Geen gevecht om schaars voedsel
De conclusies maken een en ander duidelijk over een klassieke paradox in Kartzinels vakgebied: “Hoe is het mogelijk dat de sociale banden zo sterk blijven als er schaarste heerst?” Anders gezegd: wanneer olifanten alles helemaal kaalvreten, is het apart dat ze vreedzaam samen blijven optrekken. Je zou denken dat ze ruzie krijgen en alleen gaan eten, maar dat is niet zo. Het antwoord is eigenlijk heel simpel: de olifanten eten niet zomaar alles wat voor hun slurf opdoemt, maar passen hun dieet aan op basis van hun fysiologische behoeften. Zo heeft een zwangere olifant – net als een zwangere vrouw – op verschillende momenten tijdens haar zwangerschap heel andere dieetwensen.

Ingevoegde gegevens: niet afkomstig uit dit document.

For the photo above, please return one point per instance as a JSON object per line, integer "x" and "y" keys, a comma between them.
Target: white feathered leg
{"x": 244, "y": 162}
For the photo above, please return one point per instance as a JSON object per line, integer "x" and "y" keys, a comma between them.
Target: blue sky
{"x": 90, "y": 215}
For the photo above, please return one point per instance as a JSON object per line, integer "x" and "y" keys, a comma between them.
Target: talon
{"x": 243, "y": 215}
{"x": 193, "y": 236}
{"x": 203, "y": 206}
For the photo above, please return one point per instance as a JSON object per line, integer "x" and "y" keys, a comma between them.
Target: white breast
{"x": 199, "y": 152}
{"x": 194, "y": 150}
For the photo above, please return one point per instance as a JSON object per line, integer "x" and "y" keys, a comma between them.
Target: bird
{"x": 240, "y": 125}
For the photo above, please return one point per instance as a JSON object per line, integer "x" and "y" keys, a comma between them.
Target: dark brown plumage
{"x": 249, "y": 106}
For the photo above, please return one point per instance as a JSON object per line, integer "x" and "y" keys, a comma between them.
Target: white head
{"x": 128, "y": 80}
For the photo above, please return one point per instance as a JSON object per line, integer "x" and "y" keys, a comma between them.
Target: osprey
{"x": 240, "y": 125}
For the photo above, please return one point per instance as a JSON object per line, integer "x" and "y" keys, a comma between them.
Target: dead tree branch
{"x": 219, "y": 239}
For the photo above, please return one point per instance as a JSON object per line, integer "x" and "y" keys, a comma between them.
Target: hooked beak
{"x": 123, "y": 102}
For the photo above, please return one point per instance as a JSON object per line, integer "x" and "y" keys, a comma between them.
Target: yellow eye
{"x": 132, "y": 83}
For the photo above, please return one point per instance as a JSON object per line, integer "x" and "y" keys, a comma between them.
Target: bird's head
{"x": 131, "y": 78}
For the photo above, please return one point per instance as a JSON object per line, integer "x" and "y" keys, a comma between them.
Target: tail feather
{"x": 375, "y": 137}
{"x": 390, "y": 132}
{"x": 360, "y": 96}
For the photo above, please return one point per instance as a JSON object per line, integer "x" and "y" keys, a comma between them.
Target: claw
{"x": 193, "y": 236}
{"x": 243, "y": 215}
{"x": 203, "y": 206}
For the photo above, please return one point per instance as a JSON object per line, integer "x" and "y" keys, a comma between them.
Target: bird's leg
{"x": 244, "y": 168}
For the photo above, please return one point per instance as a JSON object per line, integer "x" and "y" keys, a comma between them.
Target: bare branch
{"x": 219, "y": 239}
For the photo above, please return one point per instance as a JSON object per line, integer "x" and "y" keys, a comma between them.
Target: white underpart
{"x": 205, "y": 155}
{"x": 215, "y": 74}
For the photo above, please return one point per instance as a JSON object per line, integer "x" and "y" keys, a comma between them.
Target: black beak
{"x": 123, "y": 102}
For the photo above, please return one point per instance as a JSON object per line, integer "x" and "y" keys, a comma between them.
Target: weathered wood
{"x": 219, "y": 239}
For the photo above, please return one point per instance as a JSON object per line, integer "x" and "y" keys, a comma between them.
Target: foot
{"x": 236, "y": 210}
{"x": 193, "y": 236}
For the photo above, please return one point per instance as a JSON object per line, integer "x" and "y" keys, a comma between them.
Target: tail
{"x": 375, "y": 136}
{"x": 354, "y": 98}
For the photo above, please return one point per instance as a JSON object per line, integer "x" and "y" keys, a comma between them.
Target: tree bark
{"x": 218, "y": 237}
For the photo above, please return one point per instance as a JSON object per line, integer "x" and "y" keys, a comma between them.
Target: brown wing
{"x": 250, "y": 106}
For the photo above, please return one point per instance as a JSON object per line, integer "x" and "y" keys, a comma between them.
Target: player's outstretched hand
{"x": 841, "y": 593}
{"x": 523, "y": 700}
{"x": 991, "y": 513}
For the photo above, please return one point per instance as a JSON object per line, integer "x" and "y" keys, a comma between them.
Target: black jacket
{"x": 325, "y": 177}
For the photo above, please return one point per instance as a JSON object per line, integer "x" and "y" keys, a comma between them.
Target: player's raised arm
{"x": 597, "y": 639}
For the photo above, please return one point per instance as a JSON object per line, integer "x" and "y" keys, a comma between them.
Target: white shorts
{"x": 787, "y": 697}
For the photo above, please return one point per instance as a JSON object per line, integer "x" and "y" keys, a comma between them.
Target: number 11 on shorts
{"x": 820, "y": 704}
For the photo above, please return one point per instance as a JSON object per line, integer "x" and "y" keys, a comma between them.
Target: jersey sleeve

Verandering van spijs doet eten
Elke olifant in de groep heeft dus weer zin in ander eten, omdat hij een ander palet aan voedingsstoffen nodig heeft. En dat maakt dat ze prima samen kunnen optrekken tijdens het eten. Op deze manier zijn er doorgaans wel genoeg planten en bomen voor iedereen. Uit deze nieuwe informatie kunnen ook lessen worden getrokken om olifanten en andere grote diersoorten beter te beschermen en hun leefgebied beter in te richten. “Dieren in het wild hebben een goede mix van allerlei soorten voedsel nodig om te floreren”, besluit de ecoloog. “Elke olifant heeft een beetje pit en variatie nodig in z’n leven, dat blijkt wel. Zoals een wijze oude man ooit zei: verandering van spijs doet eten.”